Brainstorming for better eukaryotic transcriptome annotation


I shared a workshop with Tessa Pierce. She mentioned an interesting approach to solve this exact problem. She use a text mining approach to pick up the gene name that show up more frequently in let us say top 10 hits.

She also presented an interesting talk about Annotate transcripts with KEGG.


This problem is not limited to non-model species. It affects all species including human. I remember genes names after mutations in Drosophila or diseases in several animals. Quick search show many links for that:


Those genes are usually annotated by sequence conservation and given these qualifiers to indicate that no functional studies were done to confirm the function.


Some quick thoughts, motivated by my experiences. They may be completely banal to everybody, but here they are:

Weak genomes in, weak annotations out. If the genome assembly’s badly fragmented or missing significant amounts of the euchromatic genome, one’s gene predictions and annotations will suffer, and analyses downstream of them will be degraded. This can have significant false-negative effects on all sorts of things, e.g., identifying signaling pathways of interest in non-model organisms.
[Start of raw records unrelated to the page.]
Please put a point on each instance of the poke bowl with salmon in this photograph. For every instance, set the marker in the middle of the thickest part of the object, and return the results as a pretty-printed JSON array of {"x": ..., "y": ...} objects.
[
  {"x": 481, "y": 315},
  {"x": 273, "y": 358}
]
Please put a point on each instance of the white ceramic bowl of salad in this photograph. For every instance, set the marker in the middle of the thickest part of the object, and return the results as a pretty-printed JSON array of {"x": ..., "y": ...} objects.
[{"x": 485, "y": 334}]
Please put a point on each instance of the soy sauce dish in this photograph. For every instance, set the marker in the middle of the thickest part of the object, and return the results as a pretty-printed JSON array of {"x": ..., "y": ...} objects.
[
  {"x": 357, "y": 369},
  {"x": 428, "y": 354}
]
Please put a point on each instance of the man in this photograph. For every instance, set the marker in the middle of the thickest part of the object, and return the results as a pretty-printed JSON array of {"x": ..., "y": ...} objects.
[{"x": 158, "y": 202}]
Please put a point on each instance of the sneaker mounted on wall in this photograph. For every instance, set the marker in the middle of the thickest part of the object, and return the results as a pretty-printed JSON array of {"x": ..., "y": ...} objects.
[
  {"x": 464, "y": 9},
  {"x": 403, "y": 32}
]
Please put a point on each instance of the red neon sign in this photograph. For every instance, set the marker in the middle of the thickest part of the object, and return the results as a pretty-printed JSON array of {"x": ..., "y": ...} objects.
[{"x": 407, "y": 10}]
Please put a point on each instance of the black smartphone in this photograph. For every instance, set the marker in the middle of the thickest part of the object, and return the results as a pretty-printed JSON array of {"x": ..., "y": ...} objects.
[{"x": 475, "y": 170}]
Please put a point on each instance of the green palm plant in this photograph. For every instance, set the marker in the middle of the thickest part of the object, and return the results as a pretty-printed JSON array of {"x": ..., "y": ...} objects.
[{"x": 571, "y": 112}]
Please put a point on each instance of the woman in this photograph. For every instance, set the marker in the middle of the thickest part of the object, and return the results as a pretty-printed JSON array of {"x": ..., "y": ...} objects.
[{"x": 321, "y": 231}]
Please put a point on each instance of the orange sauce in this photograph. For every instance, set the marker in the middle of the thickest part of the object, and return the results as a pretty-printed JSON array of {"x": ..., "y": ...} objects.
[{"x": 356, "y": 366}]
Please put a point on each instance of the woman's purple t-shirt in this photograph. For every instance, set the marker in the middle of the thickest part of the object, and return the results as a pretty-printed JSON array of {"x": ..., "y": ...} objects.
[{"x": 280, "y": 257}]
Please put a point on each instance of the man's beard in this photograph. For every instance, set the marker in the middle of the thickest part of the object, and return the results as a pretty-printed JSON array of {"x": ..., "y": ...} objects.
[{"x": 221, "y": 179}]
For protein-coding gene predictions, there is a trade-off between being too conservative and too non-conservative about what one predicts; biologically, it is probably better to err on the side of non-conservativism, because that makes rare important positives easier to detect.

The “valley of death” is getting one’s genome fully into GenBank, with its gene annotations – many nematode genomes, even after being published, have failed to make it through that valley. This hampers their use.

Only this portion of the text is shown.